Given that the next edition of DSM will be saddled with many of the same limitations as its predecessors, some practical modifications may lessen the burden of multiple diagnoses. Accepting that the maximal comorbidity strategy is too cumbersome, we could consider modifying the current multiaxial system. Rather than directing providers to list every Axis I diagnosis for which the patient meets criteria, providers could report the 1 or 2 that are the immediate focus of care, followed by a brief list of target symptoms and relevant clinical issues.

For example, a primary diagnosis of major depressive disorder could be followed by a target symptom list of "depressed mood and insomnia (severe); panic attacks (moderate); homelessness (in shelter)." In such a system, defining whether a third or fourth set of symptoms meets independent diagnostic criteria (such as whether the panic attacks are a facet of the major depressive disorder or their own clinical entity) is less important than efficiently communicating and recording diagnostic and nondiagnostic information. This may, in fact, more closely resemble how pro-viders think about treatment: starting with diagnosis, but tracking individual symptoms to monitor the effectiveness of interventions. Such a model would defer to the providers what constitutes clinically relevant information. Again, how to guide providers in making such differentiations in a consistent manner is not immediately clear and requires future investigation.

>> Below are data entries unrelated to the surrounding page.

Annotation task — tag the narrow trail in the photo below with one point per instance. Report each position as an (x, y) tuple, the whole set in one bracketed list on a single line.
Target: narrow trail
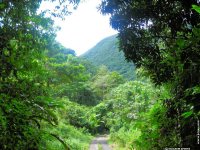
[(100, 140)]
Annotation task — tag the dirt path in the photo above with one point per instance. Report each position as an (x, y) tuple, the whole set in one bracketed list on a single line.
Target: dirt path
[(100, 140)]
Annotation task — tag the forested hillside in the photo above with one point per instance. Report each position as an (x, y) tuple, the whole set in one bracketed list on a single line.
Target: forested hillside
[(51, 99), (107, 53)]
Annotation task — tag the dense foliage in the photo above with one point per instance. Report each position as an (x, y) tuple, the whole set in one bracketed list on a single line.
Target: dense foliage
[(163, 37), (51, 99)]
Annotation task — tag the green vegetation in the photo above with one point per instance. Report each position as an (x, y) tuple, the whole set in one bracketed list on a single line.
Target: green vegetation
[(51, 99), (107, 53)]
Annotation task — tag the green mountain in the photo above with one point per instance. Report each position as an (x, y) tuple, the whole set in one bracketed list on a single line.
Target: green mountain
[(107, 53)]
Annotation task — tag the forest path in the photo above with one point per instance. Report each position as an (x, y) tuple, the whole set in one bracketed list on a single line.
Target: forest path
[(101, 141)]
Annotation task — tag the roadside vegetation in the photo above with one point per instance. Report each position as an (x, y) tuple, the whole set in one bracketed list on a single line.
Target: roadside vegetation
[(52, 99)]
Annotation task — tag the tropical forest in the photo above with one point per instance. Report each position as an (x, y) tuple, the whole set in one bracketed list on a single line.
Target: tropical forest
[(136, 90)]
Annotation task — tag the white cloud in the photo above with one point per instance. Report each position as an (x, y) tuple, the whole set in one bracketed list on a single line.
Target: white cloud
[(84, 28)]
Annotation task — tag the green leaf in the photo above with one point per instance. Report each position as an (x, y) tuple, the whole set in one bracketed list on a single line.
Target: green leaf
[(196, 8), (187, 114)]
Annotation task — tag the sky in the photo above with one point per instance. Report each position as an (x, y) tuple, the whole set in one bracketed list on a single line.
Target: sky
[(84, 28)]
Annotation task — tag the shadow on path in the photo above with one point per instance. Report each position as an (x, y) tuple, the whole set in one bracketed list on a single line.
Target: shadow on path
[(101, 140)]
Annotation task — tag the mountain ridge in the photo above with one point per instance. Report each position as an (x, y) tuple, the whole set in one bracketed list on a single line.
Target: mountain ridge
[(106, 52)]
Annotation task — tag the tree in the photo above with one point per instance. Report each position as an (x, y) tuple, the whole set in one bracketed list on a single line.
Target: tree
[(24, 95), (163, 37)]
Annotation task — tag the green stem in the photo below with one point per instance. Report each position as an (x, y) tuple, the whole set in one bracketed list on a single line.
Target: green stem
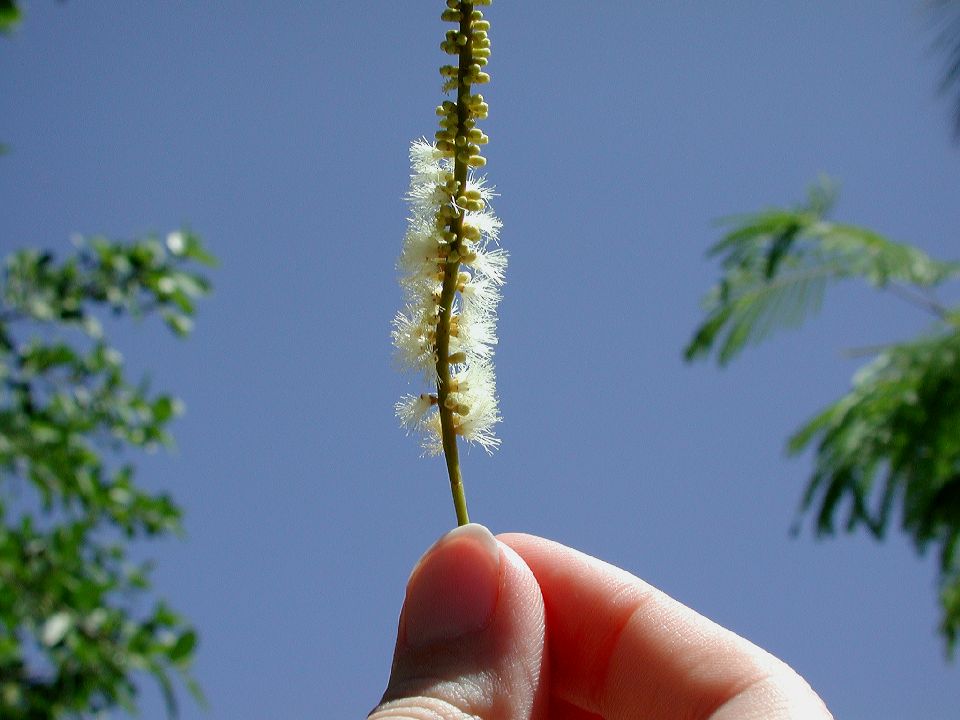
[(448, 291)]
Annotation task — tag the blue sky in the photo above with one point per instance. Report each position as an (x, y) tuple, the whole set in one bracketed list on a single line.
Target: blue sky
[(619, 132)]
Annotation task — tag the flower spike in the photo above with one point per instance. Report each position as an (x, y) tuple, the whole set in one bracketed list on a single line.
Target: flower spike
[(449, 273)]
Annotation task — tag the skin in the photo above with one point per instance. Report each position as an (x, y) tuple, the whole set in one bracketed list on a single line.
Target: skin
[(520, 627)]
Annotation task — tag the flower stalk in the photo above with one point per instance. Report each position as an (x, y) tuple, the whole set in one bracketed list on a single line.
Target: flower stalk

In summary, the current strategy of diagnosing maximal comorbidity may not be optimal. The practice of listing multiple diagnoses has the power to both enhance and obscure important clinical information. As DSM-V is developed, opportunities for reducing comorbidity by lumping diagnoses (eg, replacing the 8 specific paraphilias with a single disorder); formalizing conventions for omitting nonrelevant diagnoses; using a dimensional system to characterize personality pathology; and simplifying or eliminating the multiaxial system and using one that resembles a list of the kind more commonly used in medical practice should be explored. As we move forward in addressing these challenges, we must strive to implement explicit decision rules based on the best data available or risk reverting to subjective and impressionistic formulations like those used more than half a century ago in DSM-I.